Some background, copied from the FAQ, bolding mine:
… Each place boundary has what is called a “bounding box,” which is a rectangle of latitude/longitude lines that inscribe the entire boundary. For example, below in red is the approximate bounding box for Lake Merritt, in Oakland:
iNaturalist will not index an observation as being in Lake Merritt if either the observation’s accuracy circle or obscuration rectangle break that bounding box. We do this to prevent observations from being added to a place when there’s a chance they were not found there and, more importantly, to prevent users from narrowing down the location of an obscured observation. This means that if you have a Collection project for a small place, obscured observations as well as observations made near the edge of the boundary may not be displayed in your project and you may want to consider using a Traditional project.

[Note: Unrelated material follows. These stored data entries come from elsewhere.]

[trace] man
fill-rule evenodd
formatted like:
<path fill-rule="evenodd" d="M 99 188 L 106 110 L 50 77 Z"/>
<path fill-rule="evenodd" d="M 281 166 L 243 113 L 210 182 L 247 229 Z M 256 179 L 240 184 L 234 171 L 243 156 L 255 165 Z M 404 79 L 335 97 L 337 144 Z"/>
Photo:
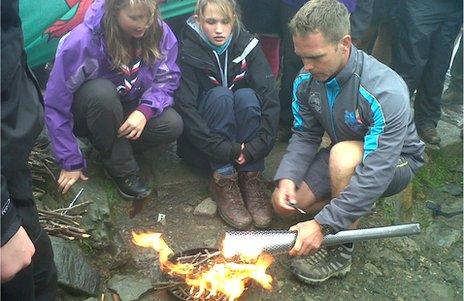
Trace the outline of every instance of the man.
<path fill-rule="evenodd" d="M 446 71 L 462 26 L 462 1 L 404 0 L 397 14 L 392 68 L 403 77 L 409 93 L 417 90 L 414 120 L 420 137 L 439 145 L 436 127 Z"/>
<path fill-rule="evenodd" d="M 1 14 L 1 299 L 53 300 L 53 251 L 39 224 L 27 167 L 42 129 L 40 92 L 26 63 L 18 1 L 2 0 Z"/>
<path fill-rule="evenodd" d="M 323 236 L 355 228 L 375 200 L 403 190 L 423 165 L 408 89 L 387 66 L 351 44 L 336 0 L 312 0 L 290 22 L 303 69 L 293 88 L 293 136 L 275 175 L 277 213 L 317 213 L 291 227 L 292 271 L 307 283 L 346 274 L 352 244 L 320 249 Z M 324 132 L 332 144 L 321 149 Z M 291 206 L 291 203 L 295 204 Z"/>

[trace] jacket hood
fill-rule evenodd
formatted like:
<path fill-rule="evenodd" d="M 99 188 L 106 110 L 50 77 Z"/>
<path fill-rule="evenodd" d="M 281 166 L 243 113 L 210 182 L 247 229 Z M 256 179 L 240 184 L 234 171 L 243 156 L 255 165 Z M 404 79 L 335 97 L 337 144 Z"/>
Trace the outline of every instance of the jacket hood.
<path fill-rule="evenodd" d="M 84 24 L 92 31 L 99 31 L 105 14 L 105 0 L 95 0 L 85 13 Z"/>

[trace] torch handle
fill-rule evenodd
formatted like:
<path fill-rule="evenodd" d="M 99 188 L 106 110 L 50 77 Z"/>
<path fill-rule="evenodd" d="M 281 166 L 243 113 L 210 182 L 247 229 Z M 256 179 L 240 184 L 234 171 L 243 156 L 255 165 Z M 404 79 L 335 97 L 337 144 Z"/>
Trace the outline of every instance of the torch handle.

Note that this does not apply to counties, states, and countries and their equivalents, which are “standard places” in iNaturalist (as opposed to “community curated places” that anyone can add).
Using the Lake Merritt example:
In the current situation, an observation like this with a precision circle that crosses that red bounding box of this community curated place will not be returned in a search for observations in the place.
But if Lake Merritt were a Standard Place (a county, state, province, country, or some special exception, like City Nature Challenge places), it would be returned as falling within that place. Such as in this ridiculous example:
An observation with the map pinpoint placed in Illinois, with an accuracy radius of a few thousand kilometers, will be indexed as occurring within Illinois, when the organism may actually have been observed in Alaska. (It shows up in the community curated Chicago Wilderness place because it was used as a place for the City Nature Challenge in 2018.)
The proposal is to remove this indexing exception for standard places - not for cases where the precision is very coarse due to obscuration, but due to other reasons, such as poor GPS signal or the observer’s selection.
After all, the precision circle is there to indicate just that - the observation may not fall within that place at all!
@loarie is there anything I’m missing about why this isn’t already the case? Something atlas-related or?